According to Wrike customers who agreed to participate in beta testing, such an application would be very useful in Excel, so we are really looking forward to Microsoft's support for getFileAsync () in Excel.

In general, some problems of ecosystem integrity are still present. So, at some point, when testing was already underway, add-on support for Office Online in Safari disappeared for several weeks without warning. Fortunately, after the restoration of work, I didn’t have to correct anything - nothing broke.

One more thing - as mentioned above, until the publication of the add-in was not supported in Powerpoint Online, and appeared, again without warning, after sending the application for testing. It is clear that the ecosystem is young and is actively developing, and we hope that in the future there will be more clear information about technical changes.

Actually, all this led to the fact that it took us longer to debug and publish (about a month) than to develop it (about three weeks).

Publication

The publishing process was quite simple, and is similar to similar processes in other app stores. An application is created through Seller Dashboard , information is displayed for display in the store, a manifest is loaded, and all of this is sent for publication. The application passes a manual test, after which, if everything is in order, it is automatically laid out in the store during the day specified when sending.

We must pay tribute to the Microsoft testing team - usually no more than a working day passed from sending to validation until the report was received.

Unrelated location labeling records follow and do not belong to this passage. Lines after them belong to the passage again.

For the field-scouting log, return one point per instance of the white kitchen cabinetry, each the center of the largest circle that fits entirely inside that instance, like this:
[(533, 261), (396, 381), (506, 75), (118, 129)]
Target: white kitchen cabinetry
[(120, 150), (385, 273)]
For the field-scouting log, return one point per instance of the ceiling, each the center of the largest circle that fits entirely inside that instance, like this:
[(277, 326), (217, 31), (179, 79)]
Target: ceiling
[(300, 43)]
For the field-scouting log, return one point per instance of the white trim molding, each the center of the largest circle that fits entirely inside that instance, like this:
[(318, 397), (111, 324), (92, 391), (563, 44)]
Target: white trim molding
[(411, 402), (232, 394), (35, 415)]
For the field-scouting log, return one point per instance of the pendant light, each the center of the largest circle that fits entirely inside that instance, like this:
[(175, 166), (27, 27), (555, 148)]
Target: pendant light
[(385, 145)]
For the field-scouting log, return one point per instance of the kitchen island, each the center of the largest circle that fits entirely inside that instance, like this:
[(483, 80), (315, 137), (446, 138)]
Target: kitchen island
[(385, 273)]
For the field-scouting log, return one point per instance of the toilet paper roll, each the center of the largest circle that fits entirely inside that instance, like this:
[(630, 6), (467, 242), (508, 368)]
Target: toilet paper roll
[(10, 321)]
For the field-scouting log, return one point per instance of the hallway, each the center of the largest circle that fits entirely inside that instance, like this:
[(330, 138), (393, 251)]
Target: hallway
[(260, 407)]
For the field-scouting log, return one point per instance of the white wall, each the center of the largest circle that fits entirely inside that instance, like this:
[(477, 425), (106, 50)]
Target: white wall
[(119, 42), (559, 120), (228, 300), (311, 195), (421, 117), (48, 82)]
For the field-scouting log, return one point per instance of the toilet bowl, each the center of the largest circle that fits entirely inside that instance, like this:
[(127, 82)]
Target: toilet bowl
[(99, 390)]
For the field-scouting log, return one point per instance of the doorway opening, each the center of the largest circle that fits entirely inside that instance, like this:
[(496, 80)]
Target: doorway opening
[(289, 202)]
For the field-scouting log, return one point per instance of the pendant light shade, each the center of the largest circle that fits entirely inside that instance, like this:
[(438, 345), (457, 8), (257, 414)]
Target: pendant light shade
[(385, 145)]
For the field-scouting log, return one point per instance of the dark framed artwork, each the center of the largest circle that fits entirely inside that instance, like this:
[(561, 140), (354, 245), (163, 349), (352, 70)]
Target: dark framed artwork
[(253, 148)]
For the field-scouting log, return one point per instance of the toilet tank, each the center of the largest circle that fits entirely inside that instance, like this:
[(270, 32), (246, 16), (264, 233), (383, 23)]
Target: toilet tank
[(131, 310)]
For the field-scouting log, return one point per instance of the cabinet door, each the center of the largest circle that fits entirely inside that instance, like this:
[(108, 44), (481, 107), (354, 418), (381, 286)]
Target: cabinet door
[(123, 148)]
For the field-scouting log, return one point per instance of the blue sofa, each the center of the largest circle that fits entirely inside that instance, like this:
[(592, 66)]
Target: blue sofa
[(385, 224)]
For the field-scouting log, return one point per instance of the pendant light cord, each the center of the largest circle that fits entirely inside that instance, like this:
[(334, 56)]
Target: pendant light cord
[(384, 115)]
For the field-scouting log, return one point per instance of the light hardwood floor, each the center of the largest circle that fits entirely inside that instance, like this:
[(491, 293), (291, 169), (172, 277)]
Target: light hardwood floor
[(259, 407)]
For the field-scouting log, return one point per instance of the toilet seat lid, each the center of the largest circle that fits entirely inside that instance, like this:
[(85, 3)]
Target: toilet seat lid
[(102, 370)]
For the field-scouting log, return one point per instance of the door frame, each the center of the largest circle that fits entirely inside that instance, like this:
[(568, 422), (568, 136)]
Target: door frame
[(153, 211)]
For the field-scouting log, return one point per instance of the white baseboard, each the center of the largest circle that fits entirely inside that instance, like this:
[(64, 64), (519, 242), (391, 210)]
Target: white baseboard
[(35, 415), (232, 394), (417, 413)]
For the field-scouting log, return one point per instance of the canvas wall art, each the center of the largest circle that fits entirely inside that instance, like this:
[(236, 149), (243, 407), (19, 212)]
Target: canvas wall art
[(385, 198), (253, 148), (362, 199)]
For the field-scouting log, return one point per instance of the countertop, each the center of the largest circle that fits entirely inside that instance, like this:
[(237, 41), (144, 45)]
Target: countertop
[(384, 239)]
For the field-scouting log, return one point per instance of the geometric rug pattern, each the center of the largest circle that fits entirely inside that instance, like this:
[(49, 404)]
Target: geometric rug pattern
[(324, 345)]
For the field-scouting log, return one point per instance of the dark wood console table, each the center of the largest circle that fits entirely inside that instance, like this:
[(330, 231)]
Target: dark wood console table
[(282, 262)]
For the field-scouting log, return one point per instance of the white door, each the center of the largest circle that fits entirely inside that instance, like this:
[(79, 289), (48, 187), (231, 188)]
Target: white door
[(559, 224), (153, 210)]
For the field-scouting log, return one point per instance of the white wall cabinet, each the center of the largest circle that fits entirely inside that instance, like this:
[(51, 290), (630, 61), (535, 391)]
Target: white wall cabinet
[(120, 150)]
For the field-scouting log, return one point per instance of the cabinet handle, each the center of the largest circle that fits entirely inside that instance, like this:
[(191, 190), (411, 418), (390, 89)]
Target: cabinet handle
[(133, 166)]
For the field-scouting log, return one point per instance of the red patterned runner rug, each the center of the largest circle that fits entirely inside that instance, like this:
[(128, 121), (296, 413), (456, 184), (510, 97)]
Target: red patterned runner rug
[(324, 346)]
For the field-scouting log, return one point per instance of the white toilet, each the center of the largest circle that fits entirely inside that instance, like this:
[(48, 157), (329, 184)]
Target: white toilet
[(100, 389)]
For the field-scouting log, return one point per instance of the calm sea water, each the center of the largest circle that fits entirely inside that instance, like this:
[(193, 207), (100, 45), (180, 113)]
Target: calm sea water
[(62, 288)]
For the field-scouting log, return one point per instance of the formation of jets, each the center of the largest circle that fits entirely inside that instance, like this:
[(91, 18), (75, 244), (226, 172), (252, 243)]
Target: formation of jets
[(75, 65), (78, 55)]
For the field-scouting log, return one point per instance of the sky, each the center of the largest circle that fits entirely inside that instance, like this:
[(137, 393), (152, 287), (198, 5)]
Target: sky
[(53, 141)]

And the application is being tested in sufficient detail - in particular, we received the first refusal in connection with a pair of hard-to-catch bugs, which manifested themselves only in a specific combination of the browser and the Office application.

For the second dispatch, we corrected the technical component and ... were surprised to see a report with such reasons for refusal as a mismatch of the brief description of the application’s functionality in the store and the lack of understanding of the application’s tasks in terms of its first page. For a satellite application, such as Wrike Add-in for Office, this obviousness is not necessary in principle - the target audience is already existing users of Wrike, who understand why we need our add-in for Office. But you can't argue with the guidelines, so I had to add a few lines about key functions to the login page.

It is interesting, by the way, that after a successful publication, any application update that does not require modification of the manifest, in principle, can take place without validation in the store.

There were also minor difficulties with the report format itself. He report is available only in PDF, while the screenshots in it are given in such a resolution that, for example, the text of the error is not visible.

Results

From the third time, the validation was completed, and the application appeared in the store. The collection of feedback from users has just begun, and it is difficult to say something about real efficiency, but the first numbers in the number of downloads are encouraging.

We managed to create a rather popular and interesting application that copes with its tasks. We have already received positive feedback from users who work a lot with different types of documents - copywriters, technical and marketing writers, etc., so there is a feeling that the work has not been done in vain. We hope that our experience will be useful to other developers who are thinking about creating an add-in for Office 365.